Copper Prices Have Reversed, and a Surplus of 100,000 Tons Is Expected This Year
The global copper industry is shifting its focus to the escalating trade war between the world’s largest economies—a conflict that could impact copper investments. U.S. President Trump’s efforts to rebalance global trade (including imposing a 145% tariff on Chinese imports) and Beijing’s retaliatory measures are undermining global economic growth prospects.
Goldman Sachs released a macroeconomic report, revising its U.S. economic baseline forecast from “recession” to “no recession,” maintaining its expectation of 0.5% GDP growth in Q4 2025, and predicting that the Federal Reserve will cut interest rates by 25 basis points in June, July, and September. Commodities are also sounding the alarm. The latest report forecasts a global copper surplus of 100,000 tons in 2025 (previously projected as a shortage of 180,000 tons). This is primarily due to downward revisions in refined copper demand growth forecasts for 2025 and 2026, now expected to grow year-on-year by 1.5% and 2.3%, respectively (previously projected at 3.2% and 1.8%).

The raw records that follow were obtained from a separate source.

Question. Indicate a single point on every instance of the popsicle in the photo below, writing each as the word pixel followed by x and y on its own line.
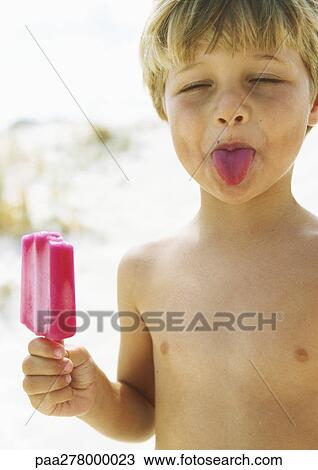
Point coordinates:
pixel 47 285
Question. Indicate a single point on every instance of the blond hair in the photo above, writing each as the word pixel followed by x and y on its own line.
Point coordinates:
pixel 175 28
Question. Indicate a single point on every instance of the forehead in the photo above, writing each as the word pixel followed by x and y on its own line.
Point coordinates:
pixel 284 56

Goldman Sachs anticipates that slowing global GDP growth will dampen demand outside China. As a result, copper prices are expected to hit a low for the third time in 2025, averaging $8,300 per ton per month.
Ivan Arriagada, CEO of Antofagasta Plc, stated, “Investors, particularly in mining, need greater certainty, especially for long-term investments. Therefore, the current situation may suppress investment or delay some decisions.”
Assuming the trade war does not significantly impact copper demand or the electrification trends supporting it, reduced investment in copper mines would be the last thing the industry wants.
Data shows that additional demand from the energy transition, power grid upgrades, and the anticipated explosive growth of U.S. data centers means the industry will need to add 7.5 million tons of copper production over the next decade through yet-to-be-approved mining projects.